The regulator’s proposals for reforming the Financial Services Compensation Scheme (FSCS) have led to some warning the hoped for radical overhaul amounts to little more than a redistribution of cost for advisers, and fears already hard to come by business insurance will dry up or become much more expensive.
This morning (1 May) the regulator published its final rules on FSCS funding, following months of consultation.
It confirmed it would implement its previous proposals - including forcing product providers to contribute about 25 per cent of the compensation costs that fall on advisers.
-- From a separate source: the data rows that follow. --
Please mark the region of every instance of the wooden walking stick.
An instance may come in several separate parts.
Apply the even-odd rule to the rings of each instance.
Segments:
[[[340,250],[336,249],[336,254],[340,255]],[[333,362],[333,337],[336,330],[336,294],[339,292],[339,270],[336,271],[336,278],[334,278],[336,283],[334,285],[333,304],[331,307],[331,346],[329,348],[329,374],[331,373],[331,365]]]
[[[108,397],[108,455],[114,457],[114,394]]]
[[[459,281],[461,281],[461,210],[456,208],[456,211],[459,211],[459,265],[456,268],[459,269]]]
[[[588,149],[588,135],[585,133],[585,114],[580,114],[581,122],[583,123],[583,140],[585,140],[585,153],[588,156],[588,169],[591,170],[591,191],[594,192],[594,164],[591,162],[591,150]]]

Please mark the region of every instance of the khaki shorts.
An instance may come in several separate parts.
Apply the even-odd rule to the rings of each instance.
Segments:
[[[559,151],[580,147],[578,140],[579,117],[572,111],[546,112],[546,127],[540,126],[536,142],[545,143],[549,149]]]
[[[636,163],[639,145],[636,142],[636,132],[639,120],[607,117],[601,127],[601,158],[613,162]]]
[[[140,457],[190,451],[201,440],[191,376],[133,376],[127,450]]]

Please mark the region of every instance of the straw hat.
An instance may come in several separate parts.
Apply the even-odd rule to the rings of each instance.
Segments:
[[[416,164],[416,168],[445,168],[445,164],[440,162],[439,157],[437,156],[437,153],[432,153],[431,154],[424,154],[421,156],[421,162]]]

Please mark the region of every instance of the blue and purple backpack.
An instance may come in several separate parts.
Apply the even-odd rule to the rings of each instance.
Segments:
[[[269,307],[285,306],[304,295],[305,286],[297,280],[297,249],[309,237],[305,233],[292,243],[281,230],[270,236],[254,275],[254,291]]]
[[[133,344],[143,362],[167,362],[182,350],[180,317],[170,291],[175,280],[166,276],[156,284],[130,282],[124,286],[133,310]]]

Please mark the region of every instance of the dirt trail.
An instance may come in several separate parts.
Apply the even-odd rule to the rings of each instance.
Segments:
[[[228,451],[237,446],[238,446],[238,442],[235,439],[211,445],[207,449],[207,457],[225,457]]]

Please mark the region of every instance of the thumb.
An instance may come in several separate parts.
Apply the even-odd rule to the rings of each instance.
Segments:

It will also merge the life and pensions and investment intermediation funding classes, and carve mortgage advisers out to the general insurance distribution class.
But the regulator has also opened a consultation on a new proposal, which aims to force advisers' professional indemnity (PI) insurers to cover some of the cost of compensation by allowing the body to claim against a defaulted firm’s insurance.
Some advisers think this could push more insurers out of the market or hike the price of premiums.
Steven Farrall from Williams Farrall Woodward Financial Planning said: “It will fail. You cannot ‘force’ the PI insurers to do anything. They will simply exit the market.”
Alistair Cunningham, financial planning director at Wingate Financial Planning, also thought insurers might vote with their feet.
“Anecdotally PII is already getting harder to obtain, no doubt in a significant part due to the final salary pension transfer issues,” he said.
Only on Tuesday the FSCS confirmed DB transfer claims had pushed the adviser levy for the coming year up £52m.
Alan Chan, director at IFS Wealth & Pensions, warned the regulator would need to be wary of “spooking PI insurers” into exiting but said the measure would ultimately be for the greater good.
He said: “Relatively speaking, it should mean lower cost to the advisers in the longer term. PI insurers are notorious for their exclusion clauses and the FCA is aware that for some firms their PI cover is not worth the paper it's written on because of the terms.
“This has to be addressed by having standard minimum term of cover set by the FCA.”
Providers, meanwhile pointed to a ‘redistribution of cost’ in the FCA’s provider-pay proposal.
Hugh Savill, director of regulation at the Association of British Insurers, said: “[The measure] does not reflect the realities of adviser failure and does not ensure that those responsible are the ones who pay.”
He said the FCA should focus instead on ensuring fewer advisers fail so the cost on the FSCS is “reduced rather than simply redistributed”.
But Aegon said it “warmly welcomed” the move. Steven Cameron, pensions director at the firm, said: “Unlike other providers Aegon has been calling for this, partly to reflect the benefit all players in our industry receive from the confidence the FSCS provides to consumers using the industry’s products and services.”
The FCA is also thinking to reopen the debate on risk-based levies. As revealed today, it has started to collect data on sales of high-risk investment products from 1 April, with a view to developing the levy.